Why production data is the wrong foundation for AML testing

Most Anti-Money Laundering (AML) testing and training relies on production data. That data was not created for testing, validation, or performance measurement. It is legally sensitive, difficult to access, historically biased, and severely label-scarce. Confirmed money laundering is rare by definition.

As a result, production data produces weak and often misleading evidence about AML system performance. This problem becomes more acute as institutions adopt machine learning and AI-based detection methods. Synthetic data with known ground truth has emerged as the only practical way to test AML systems objectively, repeatably, and without production risk.

Production data was not designed for AML testing

Production transaction data exists to run the business and meet operational obligations. It was not designed to support controlled testing, comparison, or benchmarking.

There are four structural limitations that make production data a poor foundation for AML testing.

Access and sharing constraints - Real AML data is highly sensitive. Privacy, confidentiality, and governance requirements restrict who can access it, where it can be used, and whether it can be shared externally. As a result, there are effectively no publicly available, real-world AML datasets suitable for benchmarking or independent evaluation. This is why academic and industry research has relied on synthetic benchmarks to compare AML detection methods.

Lack of reliable ground truth - Operational outcomes such as alerts, case decisions, and SAR filings are not equivalent to confirmed money laundering. Many laundering events are never detected. Many alerts do not correspond to criminal activity. Production data therefore lacks reliable labels for true positives and true negatives, which undermines objective measurement.

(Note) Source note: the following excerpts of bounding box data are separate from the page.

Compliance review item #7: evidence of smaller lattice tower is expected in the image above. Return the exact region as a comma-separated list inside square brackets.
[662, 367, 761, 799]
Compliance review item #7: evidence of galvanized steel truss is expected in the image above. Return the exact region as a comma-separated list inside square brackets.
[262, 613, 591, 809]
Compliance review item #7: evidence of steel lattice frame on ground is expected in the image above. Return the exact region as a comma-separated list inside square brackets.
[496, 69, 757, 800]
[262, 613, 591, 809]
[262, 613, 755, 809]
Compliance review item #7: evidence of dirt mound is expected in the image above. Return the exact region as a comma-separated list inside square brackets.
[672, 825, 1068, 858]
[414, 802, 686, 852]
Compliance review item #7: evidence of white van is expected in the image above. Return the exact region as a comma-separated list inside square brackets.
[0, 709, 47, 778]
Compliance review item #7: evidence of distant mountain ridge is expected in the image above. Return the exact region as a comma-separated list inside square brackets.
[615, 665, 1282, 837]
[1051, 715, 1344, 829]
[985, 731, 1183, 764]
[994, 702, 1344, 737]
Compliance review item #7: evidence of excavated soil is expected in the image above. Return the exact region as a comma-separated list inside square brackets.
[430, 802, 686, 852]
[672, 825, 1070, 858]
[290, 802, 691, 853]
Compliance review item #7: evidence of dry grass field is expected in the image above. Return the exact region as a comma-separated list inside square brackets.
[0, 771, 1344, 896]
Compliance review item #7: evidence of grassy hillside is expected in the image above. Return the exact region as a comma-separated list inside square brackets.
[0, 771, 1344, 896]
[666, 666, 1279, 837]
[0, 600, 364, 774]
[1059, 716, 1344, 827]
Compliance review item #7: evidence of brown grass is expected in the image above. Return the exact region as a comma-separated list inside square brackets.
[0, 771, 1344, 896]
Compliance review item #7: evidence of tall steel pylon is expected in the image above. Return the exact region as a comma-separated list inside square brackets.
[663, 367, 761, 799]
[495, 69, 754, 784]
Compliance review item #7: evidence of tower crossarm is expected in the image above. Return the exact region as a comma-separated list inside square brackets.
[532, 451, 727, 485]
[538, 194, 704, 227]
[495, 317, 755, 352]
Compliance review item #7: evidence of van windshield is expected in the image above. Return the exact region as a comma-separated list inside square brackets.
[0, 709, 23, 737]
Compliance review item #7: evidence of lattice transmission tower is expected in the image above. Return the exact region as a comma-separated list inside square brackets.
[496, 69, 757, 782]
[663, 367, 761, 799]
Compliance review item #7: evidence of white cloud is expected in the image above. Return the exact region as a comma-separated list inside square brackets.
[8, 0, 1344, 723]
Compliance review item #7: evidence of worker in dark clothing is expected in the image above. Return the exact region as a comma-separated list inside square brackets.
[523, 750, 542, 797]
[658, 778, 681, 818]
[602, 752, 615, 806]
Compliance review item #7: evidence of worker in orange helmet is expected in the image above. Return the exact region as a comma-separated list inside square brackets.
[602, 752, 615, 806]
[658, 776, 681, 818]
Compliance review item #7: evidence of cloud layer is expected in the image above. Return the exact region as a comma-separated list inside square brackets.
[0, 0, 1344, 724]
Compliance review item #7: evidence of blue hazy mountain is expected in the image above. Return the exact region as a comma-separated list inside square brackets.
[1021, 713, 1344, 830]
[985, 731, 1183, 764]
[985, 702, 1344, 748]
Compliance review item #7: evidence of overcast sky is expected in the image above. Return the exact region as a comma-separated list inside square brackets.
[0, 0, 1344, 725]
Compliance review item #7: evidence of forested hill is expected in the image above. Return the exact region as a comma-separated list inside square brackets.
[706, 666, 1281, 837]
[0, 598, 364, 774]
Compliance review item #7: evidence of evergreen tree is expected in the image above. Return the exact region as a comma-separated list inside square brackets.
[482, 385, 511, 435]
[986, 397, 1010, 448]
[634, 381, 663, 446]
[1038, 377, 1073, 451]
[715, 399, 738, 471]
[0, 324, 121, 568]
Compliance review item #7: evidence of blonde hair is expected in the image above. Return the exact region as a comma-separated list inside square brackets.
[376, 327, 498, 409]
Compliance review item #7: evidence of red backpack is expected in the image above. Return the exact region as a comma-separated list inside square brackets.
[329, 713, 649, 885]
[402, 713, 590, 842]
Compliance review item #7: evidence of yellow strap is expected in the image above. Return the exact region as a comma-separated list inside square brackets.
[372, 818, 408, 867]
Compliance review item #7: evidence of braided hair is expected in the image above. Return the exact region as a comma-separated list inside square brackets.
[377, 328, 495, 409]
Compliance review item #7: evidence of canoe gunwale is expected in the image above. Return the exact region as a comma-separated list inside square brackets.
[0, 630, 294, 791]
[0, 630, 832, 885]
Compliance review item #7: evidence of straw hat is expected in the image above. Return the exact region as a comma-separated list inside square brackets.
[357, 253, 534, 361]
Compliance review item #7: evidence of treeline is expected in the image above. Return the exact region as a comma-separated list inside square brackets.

Bias and feedback effects - Production data reflects historic policies, rule sets, investigation capacity, and prior detection decisions. These factors shape what is labelled, investigated, and learned. When models are trained or evaluated on this data, existing biases and blind spots are reinforced rather than exposed.

Weak evidence for critical decisions - When the data foundation is unstable, it becomes difficult to answer basic questions with confidence. Did a model change actually improve detection? Is one system better than another? Did a tuning exercise introduce new risks? Production data rarely provides clear answers.

The UK Financial Conduct Authority has highlighted data access as a key barrier to innovation in AML detection. This is a central reason why controlled testing environments and synthetic datasets have been explored through initiatives such as the Digital Sandbox and related research programmes.

AI makes AML performance harder to measure, not easier

Machine learning and AI models introduce additional complexity into AML testing.

These models are sensitive to data distributions, historical decisions, and feedback loops. Small changes in customer behaviour, product mix, or investigation practices can materially affect apparent performance. Aggregate metrics can improve even when detection capability does not.

AI systems can also optimise against incomplete or biased signals. This creates the risk that models appear to improve while overfitting to historic patterns or degrading performance in less visible segments or typologies.

For these reasons, regulators and innovation bodies have emphasised the need for controlled experimentation. In public commentary on AI in financial services, the FCA has described the use of synthetic datasets derived from real-world money laundering cases to support testing and evaluation of AML detection tools.

Operational outcomes hide real performance gaps

Transaction monitoring environments are characterised by high alert volumes and significant noise. False positives dominate operational output in many systems. While reported rates vary by institution and configuration, the practical effect is consistent. Analysts spend most of their time clearing alerts that do not correspond to laundering activity.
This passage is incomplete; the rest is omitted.